Après avoir quitté Cocteau, je fais du stop sur une route
cabossée, une voiture s'arrête. Je leur demande s'ils vont à
Mapuetos. Une jeune fille à l'arrière, à peine réveillée me
dit : On va dans cette direction, mais à Mapuetos
personne n'y va jamais.
Je réponds : tant
mieux
. Je me présente, entre dans le véhicule et ils
m'emmènent en direction de Mapuetos mais tout de même assez
loin de ma destination.

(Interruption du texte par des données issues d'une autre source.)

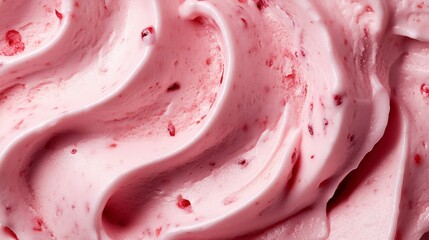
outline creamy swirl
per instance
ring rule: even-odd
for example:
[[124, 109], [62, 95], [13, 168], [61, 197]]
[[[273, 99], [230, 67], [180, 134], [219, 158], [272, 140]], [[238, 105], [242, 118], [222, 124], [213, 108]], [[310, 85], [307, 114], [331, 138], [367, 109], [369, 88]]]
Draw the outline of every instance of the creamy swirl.
[[0, 2], [2, 239], [425, 239], [429, 2]]

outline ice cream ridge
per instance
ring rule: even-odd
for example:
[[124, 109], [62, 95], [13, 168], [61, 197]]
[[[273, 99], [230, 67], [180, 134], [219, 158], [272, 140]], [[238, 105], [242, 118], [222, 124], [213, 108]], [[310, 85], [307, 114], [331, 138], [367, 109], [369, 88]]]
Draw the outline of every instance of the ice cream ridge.
[[0, 239], [429, 239], [429, 1], [0, 1]]

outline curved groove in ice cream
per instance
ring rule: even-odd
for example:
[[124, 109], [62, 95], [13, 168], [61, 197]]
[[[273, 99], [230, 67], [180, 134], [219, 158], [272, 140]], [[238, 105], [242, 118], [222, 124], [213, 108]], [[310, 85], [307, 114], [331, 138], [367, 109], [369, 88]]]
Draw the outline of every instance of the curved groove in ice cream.
[[429, 231], [429, 3], [21, 0], [0, 13], [2, 239]]

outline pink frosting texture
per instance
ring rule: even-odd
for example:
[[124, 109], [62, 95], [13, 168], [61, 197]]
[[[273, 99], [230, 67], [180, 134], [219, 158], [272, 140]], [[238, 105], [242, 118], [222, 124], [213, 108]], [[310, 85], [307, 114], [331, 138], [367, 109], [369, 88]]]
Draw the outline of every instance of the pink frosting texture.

Je ne parle pas dans la voiture.
Personne ne m'adresse la parole. Je me sens même observé,
épié. Que fait un homme en pleine nuit sur cette route et
pourquoi veut-il aller là où personne ne veut se rendre ?
Etrangement, le noir de la nuit devient bleu. Un bleu royal.
Puis on sort de la route et on entre dans un champs jaune qui
devient blanc.
Vous ne rêvez pas,
me dit Anbar el Mokri, nous
sommes dans un de mes tableaux, nous sommes juste quelques
pigments guidés par mon pinceau.
Anbar el Mokri est une artiste pluridisciplinaire basée au Maroc. Elle a toujours porté la peinture comme moyen d’expression privilégié. Après plusieurs années à l’étranger, entre Montréal, Toronto et Amsterdam, elle est revenue s’installer au Maroc en 2018. Fascinée par le dialogue entre les couleurs et les formes qui l'entourent au quotidien, elle est très observatrice et utilise une palette de couleur toujours inspirée par la nature, la chaleur et la lumière du Maroc. La composition est primordiale : elle explore les objets de la vie de tous les jours, ainsi que les natures mortes à travers des couleurs éclatantes, un geste libéré et beaucoup de textures. Pour Anbar el Mokri, l'expérimentation est continue : en se sortant de sa zone de confort, elle se découvre de nouvelles capacités, de nouveaux points de vue. Le dernier format utilisé est celui de la poterie et de la céramique, qu’elle continue à explorer. Optimiste de nature, elle est animée par le pouvoir des rencontres, de la création et surtout celui de la future génération marocaine.